I have seen people raise some skeptical points about LLMs. I thought I would write some of my thoughts on this:
First, Transformers (the architecture that many LLMs use) are capable of much more than people think. They can execute algorithms where the memory is bounded by the context window length. This requires encoding the algorithms as a chain-of-thought (because the circuit depth for the computations is limited by the number of layers); and it requires using the context window to record an “execution trace” of the algorithm, along with any memory used.
People have furthermore proved that even just a linear autoregressive neural net with one non-linearly applied to choose the next token to output (a final softmax with temperature 0; i.e. argmax), can be trained to execute arbitrary algorithms. (To be a little more precise: given an algorithm to run, and given a sampling distribution of inputs, there exists an encoding of the algorithm by chains-of-thought, such that for every epsilon > 0 we can train that quasi-linear model for polynomial(1/epsilon, n) steps to where it correctly maps inputs to outputs running the algorithm for n steps, with probability > 1 - epsilon according to the sampling distribution). There are further theorems that show that you can specify the weights (up to some isomorphism class, and to within some specified error bound) of the model by choosing the training data distribution appropriately, and then the resulting output model should work for just about any data distribution.
The name of the game, then, is choosing the right training data. It appears we will soon run out of human-created data; however, synthetic data of various kinds will allow things to keep going further.
When synthetic data is mentioned people talk about the dangers of what happens when you feed a model’s output back into itself again and again, with noise amplifying at every stage (like the game of telephone or “Chinese whispers”). There are at least two objections to that. The first objection is that there are results showing that things don’t get so bad as long as you mix-in some fresh data at every step.
The second objection is that it depends on what kind of synthetic data we are talking about. e.g. systems that learn to get better and better at chess by playing against themselves don’t seem to suffer this problem. People like to then claim that it must be because you’re adding some “external grounding” in the form of a verifier that checks that the rules of chess are being adhered-to. However, there isn’t much information inherent in those rules. You can write them down on a napkin; and an LLM can even be trained to act as the verifier, and verify with nearly 100% accuracy.
This is where I make the distinction between two kinds of synthetic data: there is data that is predominantly declarative knowledge (like, what is the tallest mountain in the world?) that can’t just be deducted from other knowledge, and then there is procedural knowledge, or knowledge about how to do things (more efficiently).
If you keep feeding a model’s output back into itself as input its declarative knowledge might degrade; but you can produce an infinite supply of certain kinds of synthetic training data that should amplify its procedural knowledge.
How does this work? In a lot of cases it comes down to the fact that verifying a solution is easier than coming up with one to begin with. e.g. if you ask someone to sort a list of numbers, performing that sort is generally harder than just checking that the list is sorted. A model may have the skill of verifying that a list is sorted, but it may lack the skill of efficiently sorting a list. (It may be able to logically deduce what the sorted list has to be given enough time, and given its ability to verify that a list is sorted; but it may not be able to do this efficiently. Similarly, a chess program may be able to play a perfect game, given its ability to verify that the rules are being adhered to, but it may not be able to do this efficiently.)

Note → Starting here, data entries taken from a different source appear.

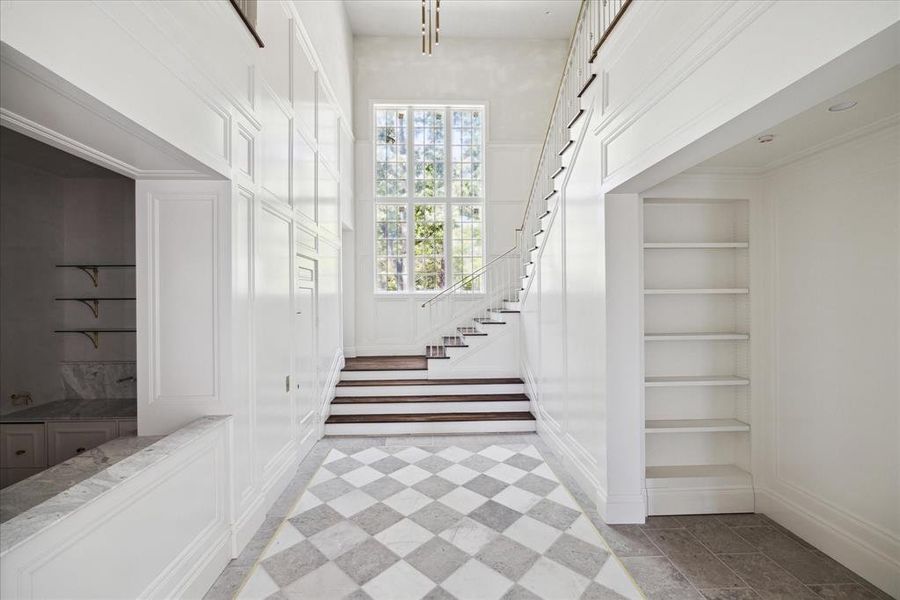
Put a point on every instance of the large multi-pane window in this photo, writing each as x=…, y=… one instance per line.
x=429, y=198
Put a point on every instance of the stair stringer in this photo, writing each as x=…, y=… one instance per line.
x=492, y=355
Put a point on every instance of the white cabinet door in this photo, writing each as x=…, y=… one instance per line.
x=22, y=445
x=272, y=311
x=70, y=438
x=305, y=389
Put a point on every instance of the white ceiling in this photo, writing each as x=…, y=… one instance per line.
x=527, y=19
x=878, y=100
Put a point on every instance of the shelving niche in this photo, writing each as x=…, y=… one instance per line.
x=697, y=356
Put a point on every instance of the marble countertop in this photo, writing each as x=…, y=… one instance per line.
x=32, y=505
x=74, y=410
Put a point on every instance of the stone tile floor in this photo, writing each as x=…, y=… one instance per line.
x=483, y=517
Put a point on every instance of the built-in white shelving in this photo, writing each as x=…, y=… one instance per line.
x=695, y=381
x=695, y=426
x=696, y=337
x=694, y=291
x=694, y=245
x=697, y=372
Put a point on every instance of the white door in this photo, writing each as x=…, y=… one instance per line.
x=305, y=387
x=272, y=313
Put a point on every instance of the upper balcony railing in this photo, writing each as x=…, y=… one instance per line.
x=506, y=276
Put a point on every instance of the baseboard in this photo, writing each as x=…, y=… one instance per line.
x=859, y=555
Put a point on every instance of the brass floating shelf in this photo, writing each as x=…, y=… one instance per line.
x=93, y=303
x=93, y=271
x=94, y=334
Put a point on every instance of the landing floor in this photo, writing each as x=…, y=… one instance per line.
x=485, y=517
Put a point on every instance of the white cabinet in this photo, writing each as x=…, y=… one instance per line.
x=66, y=439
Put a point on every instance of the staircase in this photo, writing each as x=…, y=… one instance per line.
x=396, y=395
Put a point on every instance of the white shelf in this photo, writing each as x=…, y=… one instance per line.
x=696, y=291
x=696, y=337
x=690, y=381
x=697, y=476
x=694, y=245
x=695, y=426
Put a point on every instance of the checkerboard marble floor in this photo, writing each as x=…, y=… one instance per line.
x=437, y=522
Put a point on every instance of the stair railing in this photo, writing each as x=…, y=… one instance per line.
x=506, y=277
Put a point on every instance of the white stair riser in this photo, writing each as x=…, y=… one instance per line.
x=429, y=390
x=399, y=408
x=369, y=375
x=429, y=428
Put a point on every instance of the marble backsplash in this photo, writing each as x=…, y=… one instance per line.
x=99, y=380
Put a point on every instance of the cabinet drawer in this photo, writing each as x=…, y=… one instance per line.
x=23, y=445
x=127, y=427
x=11, y=476
x=67, y=439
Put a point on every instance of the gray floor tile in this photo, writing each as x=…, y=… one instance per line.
x=479, y=463
x=331, y=489
x=316, y=519
x=517, y=592
x=383, y=488
x=846, y=591
x=434, y=487
x=690, y=557
x=293, y=563
x=485, y=485
x=436, y=517
x=595, y=591
x=553, y=514
x=659, y=579
x=730, y=594
x=581, y=557
x=767, y=578
x=495, y=515
x=366, y=561
x=376, y=518
x=507, y=557
x=437, y=559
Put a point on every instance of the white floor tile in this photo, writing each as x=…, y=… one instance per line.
x=463, y=500
x=352, y=502
x=410, y=475
x=404, y=537
x=517, y=499
x=369, y=455
x=361, y=476
x=259, y=586
x=454, y=454
x=458, y=474
x=468, y=535
x=549, y=579
x=400, y=582
x=408, y=501
x=506, y=473
x=327, y=582
x=285, y=537
x=533, y=534
x=497, y=453
x=476, y=581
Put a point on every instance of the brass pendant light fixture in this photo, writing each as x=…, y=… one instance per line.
x=431, y=25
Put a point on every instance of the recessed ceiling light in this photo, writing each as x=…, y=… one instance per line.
x=842, y=106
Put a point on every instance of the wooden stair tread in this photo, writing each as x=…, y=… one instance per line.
x=481, y=381
x=431, y=417
x=426, y=399
x=385, y=363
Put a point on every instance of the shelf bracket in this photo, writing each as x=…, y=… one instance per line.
x=93, y=273
x=93, y=304
x=94, y=336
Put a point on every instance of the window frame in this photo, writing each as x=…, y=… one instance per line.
x=411, y=200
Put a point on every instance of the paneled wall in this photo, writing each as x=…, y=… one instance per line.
x=239, y=278
x=517, y=81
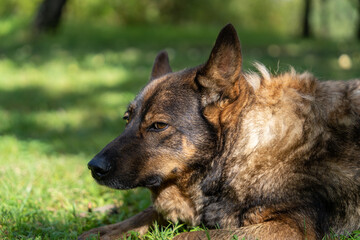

Another set of methods that goes by the term “backtranslation” relies on the fact that in some cases it’s much easier to generate (input, output) training examples than to efficiently map an arbitrary input to an output. An example of this is generating anagram puzzle training examples: just pick a random word, like “tomato”. Then scramble the letters to maybe “atomot”. Now you have a training example (atomot, tomato). Here, you can be a good teacher, producing lots and lots of training examples, without being a very good student - just knowing how to generate examples doesn’t imply you can efficiently solve someone else’s example problems.
Generating example problems in a field like medicine or even creative writing is maybe harder, since there aren’t always easily-to-verify right answers. However, perhaps lots and lots of “unit tests” can serve as a “verifier” in this case. (Is this how that secret model that OpenAI built that is supposedly good at writing short stories works?)
Methods like the above, and then also the recent work on reasoning models, make me see there is still a lot of juice left in existing approaches – no breakthroughs required. When I reflect on all this, I come away thinking things will continue to improve at a breathtaking pace over the next several years.
“Onboarding” will be an important theme going forward. I think perhaps training models to do much better in-context learning over, say, 20,000 page “textbooks” will help with that. Making this all run efficiently might be the main challenge here. That might be where a breakthrough is required.